Es un fracaso porque el Estado renuncia a
tutelar el bien jurídico de la vida cuando se trata del no nacido. Renuncia a
tutelar a los más débiles. Es la claudicación del Estado que, de hecho, sigue
el camino más fácil, en lugar de disponer enérgicas políticas de apoyo a la
familia, y en especial a la mujer gestante y al niño.
Desde el punto de vista del tipo de sociedad
que queremos constituir y dejar a nuestros hijos, la aprobación legal del
aborto, significará un punto de inflexión que nos afectará a todos de una
manera profunda. En efecto, ello conlleva una dinámica propia, que termina por
arrastrar, más temprano o más tarde, principios éticos hasta ahora intangibles
e incuestionados. El primero de ellos, la sacralidad de la vida humana en
cualquiera de sus etapas o estados. Pero también el derecho de los médicos y
personal sanitario a abstenerse de participar en la realización de un aborto
(derecho a la objeción de conciencia). Puesto que si es un derecho, ¿durante
cuánto tiempo la ley tolerará que haya quienes se oponen al ejercicio del
presunto derecho al aborto? ¡Qué contraste! Pasaríamos de perseguir a aquellos
profesionales de la salud que hoy cometen un homicidio infringiendo su deber de
procurar la salud, a perseguir mañana a sus otros colegas que se niegan a usar
su ciencia y su arte contra la vida humana.

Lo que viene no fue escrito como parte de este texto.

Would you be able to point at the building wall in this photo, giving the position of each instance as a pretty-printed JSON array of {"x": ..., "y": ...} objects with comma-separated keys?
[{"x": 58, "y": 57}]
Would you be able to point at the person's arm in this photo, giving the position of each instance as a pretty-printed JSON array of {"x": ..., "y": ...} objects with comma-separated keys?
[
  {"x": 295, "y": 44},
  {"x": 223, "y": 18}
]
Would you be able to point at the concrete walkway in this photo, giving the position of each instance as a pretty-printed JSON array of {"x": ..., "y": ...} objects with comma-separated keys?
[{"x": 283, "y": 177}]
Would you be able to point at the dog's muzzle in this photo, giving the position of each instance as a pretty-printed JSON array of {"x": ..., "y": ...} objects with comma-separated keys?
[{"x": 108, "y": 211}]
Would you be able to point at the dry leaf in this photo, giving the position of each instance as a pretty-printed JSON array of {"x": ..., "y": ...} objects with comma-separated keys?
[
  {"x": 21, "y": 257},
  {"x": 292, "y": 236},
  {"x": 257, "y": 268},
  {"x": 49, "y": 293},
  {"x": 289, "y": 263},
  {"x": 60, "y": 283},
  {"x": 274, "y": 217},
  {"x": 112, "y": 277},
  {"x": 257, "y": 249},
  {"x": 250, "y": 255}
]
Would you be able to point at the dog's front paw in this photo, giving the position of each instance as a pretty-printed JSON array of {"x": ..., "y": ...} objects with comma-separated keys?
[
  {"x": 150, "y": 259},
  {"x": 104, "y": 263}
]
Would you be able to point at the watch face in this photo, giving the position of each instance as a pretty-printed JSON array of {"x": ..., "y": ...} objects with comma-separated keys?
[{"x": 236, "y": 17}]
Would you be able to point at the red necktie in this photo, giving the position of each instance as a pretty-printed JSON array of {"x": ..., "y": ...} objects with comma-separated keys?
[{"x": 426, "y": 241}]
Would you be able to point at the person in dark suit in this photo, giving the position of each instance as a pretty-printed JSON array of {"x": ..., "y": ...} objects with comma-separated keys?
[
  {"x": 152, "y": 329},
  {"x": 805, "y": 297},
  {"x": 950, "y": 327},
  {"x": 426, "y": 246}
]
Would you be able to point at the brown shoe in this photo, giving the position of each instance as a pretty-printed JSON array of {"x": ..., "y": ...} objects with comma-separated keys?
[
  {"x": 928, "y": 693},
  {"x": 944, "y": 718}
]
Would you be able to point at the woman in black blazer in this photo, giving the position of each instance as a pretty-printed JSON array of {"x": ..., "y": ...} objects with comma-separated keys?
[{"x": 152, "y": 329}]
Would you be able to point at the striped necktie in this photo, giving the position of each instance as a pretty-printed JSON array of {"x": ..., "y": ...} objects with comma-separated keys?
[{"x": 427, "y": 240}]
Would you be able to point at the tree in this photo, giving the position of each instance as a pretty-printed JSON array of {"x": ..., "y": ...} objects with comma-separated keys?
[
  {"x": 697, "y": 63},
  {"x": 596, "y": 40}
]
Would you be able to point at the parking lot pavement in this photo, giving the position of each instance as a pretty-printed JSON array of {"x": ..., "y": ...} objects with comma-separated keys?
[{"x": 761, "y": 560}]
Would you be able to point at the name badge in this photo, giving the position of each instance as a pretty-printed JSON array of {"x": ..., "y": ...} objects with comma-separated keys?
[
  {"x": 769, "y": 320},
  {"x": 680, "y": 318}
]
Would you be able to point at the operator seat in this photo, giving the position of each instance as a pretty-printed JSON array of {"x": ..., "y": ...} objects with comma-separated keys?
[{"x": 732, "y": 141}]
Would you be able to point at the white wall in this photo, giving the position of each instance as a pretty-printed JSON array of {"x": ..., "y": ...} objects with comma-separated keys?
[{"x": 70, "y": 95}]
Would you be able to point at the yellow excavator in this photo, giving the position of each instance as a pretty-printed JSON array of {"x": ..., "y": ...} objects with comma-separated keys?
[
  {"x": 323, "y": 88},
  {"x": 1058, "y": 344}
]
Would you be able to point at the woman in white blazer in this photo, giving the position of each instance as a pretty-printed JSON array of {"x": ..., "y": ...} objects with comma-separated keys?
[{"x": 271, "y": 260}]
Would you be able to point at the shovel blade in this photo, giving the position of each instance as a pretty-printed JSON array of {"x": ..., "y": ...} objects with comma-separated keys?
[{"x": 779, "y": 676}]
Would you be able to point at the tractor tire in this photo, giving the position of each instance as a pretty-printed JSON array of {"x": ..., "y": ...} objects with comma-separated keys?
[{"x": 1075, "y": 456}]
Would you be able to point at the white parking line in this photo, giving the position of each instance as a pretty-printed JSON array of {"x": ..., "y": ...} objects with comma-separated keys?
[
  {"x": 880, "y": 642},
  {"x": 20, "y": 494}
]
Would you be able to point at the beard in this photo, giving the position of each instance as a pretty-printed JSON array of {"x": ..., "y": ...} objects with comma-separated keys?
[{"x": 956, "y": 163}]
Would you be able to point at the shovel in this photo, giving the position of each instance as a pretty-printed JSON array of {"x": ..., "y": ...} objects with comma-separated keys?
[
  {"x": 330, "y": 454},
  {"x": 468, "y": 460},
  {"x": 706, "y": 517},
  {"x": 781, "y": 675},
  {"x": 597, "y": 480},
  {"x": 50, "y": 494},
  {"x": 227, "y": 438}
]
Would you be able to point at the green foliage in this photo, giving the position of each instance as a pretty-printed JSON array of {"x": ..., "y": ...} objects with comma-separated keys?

Por otra parte, si se llegara a reconocer al
aborto como un derecho, ¿cómo no se advierte que una de las futuras víctimas es
la misma mujer que, embarazada de un niño con una afección incurable o con una
malformación o una discapacidad, será objeto de una fuerte presión psicológica,
de un acto de violencia no física ejercido por los familiares, el progenitor, los
médicos, etc., quienes la convertirán en la culpable de haber traído al mundo a
un ser humano deficiente? ¿Es posible negar que la legalización del aborto es,
simultáneamente, un camino abierto a las prácticas eugenésicas?
En definitiva, los proyectos impulsados a favor
de la despenalización y legalización del aborto, consagran el principio de la
ley del más fuerte: el derecho a la existencia deja de ser universal, y pasa a
convertirse en un derecho que nos asignamos entre nosotros los adultos, pero
que se lo negamos a los que no tienen voz. Estamos a las puertas de una
sociedad cada vez más insolidaria y violenta, que trivializa la vida. ¿Cuánto
tiempo se puede mantener una sociedad de este tipo?